Let's put it this way: The Kernel hides a lot of "complexities" which would have made programming a computer a lot more complicated.
Back before operating systems (and kernels) were there people had to program for an explicit machine, sometimes in binary, and sometimes in assembly, which was a really simple way of coding.
Then, it was still horrible because people were still coding for just one machine and even then people had to think of all the possible "complexities" when using hardware - which bit for which function/value, when to send a bit, how long to wait.... basically even now if you want to go deep into stuff like "Process Management", "Disk Management" and "Ethernet" you can still find all that complexity is still there - Which bit, which signal, how long, hardware features, etc. And the complexities is not just about the bits. Each manufacturer wants to be different to say alive and so to encourage their hardware, they'd change one (but usually a lot) little thing, which in turn would be a lot to think about in terms of coding.
Now many programmers aren't bothered with these really fine details. Yeah, go ahead and ask the average Computer Science expert about the hardware on an really detailed level (what happens in the wires and the chips, electrical voltage, etc.), they would have to refer something - They might be able to give a partial answer skipping details on some of this stuff, but no one would have a "perfect" complete answer unless their specialization is on Computer Hardware itself. That's because NOW they don't have to worry about such an amount of detail of hardware.
Why?
Because those details have now been taken care of by something else. Now all they need to do is use the computer for what it's supposed to be used for - Making a Calculator, Making a Word Processor, etc. That something else is the Operating System (I'll get to Kernel, just wait).
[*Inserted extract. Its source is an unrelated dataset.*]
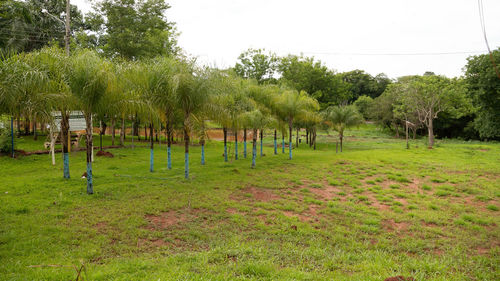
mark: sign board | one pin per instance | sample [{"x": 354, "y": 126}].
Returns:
[{"x": 76, "y": 121}]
For example, to make a program, say a Calculator on your computer (Let's say the program runs on MS-DOS) as , now all they need think about is:
1. Print a message asking the users for the numbers as input
2. Input the numbers
3. Input the operation they wanted to do (addition, subtraction, multiplication, division, etc)
4. Perform the operation
5. Print the output as a message
With an operating system, the programmer now literally has a function for each of the steps. The program is small, and he can finish this in less than 10 minutes. But if he was still working on Assembly he'd have to go like:
1. Initialize the Display for the appropriate Graphics Mode
2. Set a routine to read from the keyboard
3. Pixel by pixel, print the message to ask for input
4. With the routine in step 2, read the keyboard input AND detect the enter key being pressed to mark the end of input. Also make sure that the input is typed properly, and store the input into the proper location.
5. Perform the calculation. If it's addition/subtraction it's a one liner, else you have tons of work (and many a research paper suggesting the "optimal" way of doing multiplication, division, etc.)
6. The result is a binary number (Cause all the calculations in the previous step are only possible in binary), now you have to get each Decimal digit of the result (also be careful of negative numbers!)
7. And display that number on the screen, pixel by pixel.
It looks like only two more steps are added, but if you try to do it, it'll take days and months before you finish that program, and your head will probably be spinning after that. The operating system takes care of details such as printing "pixel by pixel", "initialize the display", "routine for the keyboard", etc. allowing programmers to just focus on the actual job to be done.
The Operating system does this by various ways. Some put this stuff as routines in assembly itself and leave the programmers with exposed routines to make things a lot simpler. Others implement a few simple operations in assembly and using these operations, implement the rest of the Operating System in a better language using these operations.
Another thing about operating systems is that they are supposed to provide functionality, but sometimes some functions are actually built on top of other functions. Take TCP/IP communication. It's a protocol to communicate using IP packets. And better yet you can use it over your wired ethernet and even over your wi-fi. NOW, someone has to code the protocol for everyone to use, but this code is based on the code used to use the Ethernet device and the Wi-Fi Device. That code depends on a lot of things (remember those "bits" and the "manufacturer" thing I was talking about earlier?)
And now we finally come to your answer (the short version) : An operating system has a lot of functions and purposes which are sometimes built on top of other functions and purposes (like the TCP/IP example above). The lowermost functions have to perform to the best possible, else the rest of the Operating system won't be awesome. So that functionality is put in the "kernel" - Process Management, File management, etc. Putting stuff in the "kernel" means various tradeoffs (making code with lots of "complexities" besides other stuff) based on how it's made which have to be planned really, really carefully. Putting stuff outside the kernel, which might make things a lot less complex, still has it's tradeoffs like performance, response, etc. to deal with.
There's a lot more design and technical stuff to go here, but I hope at least the short version helped.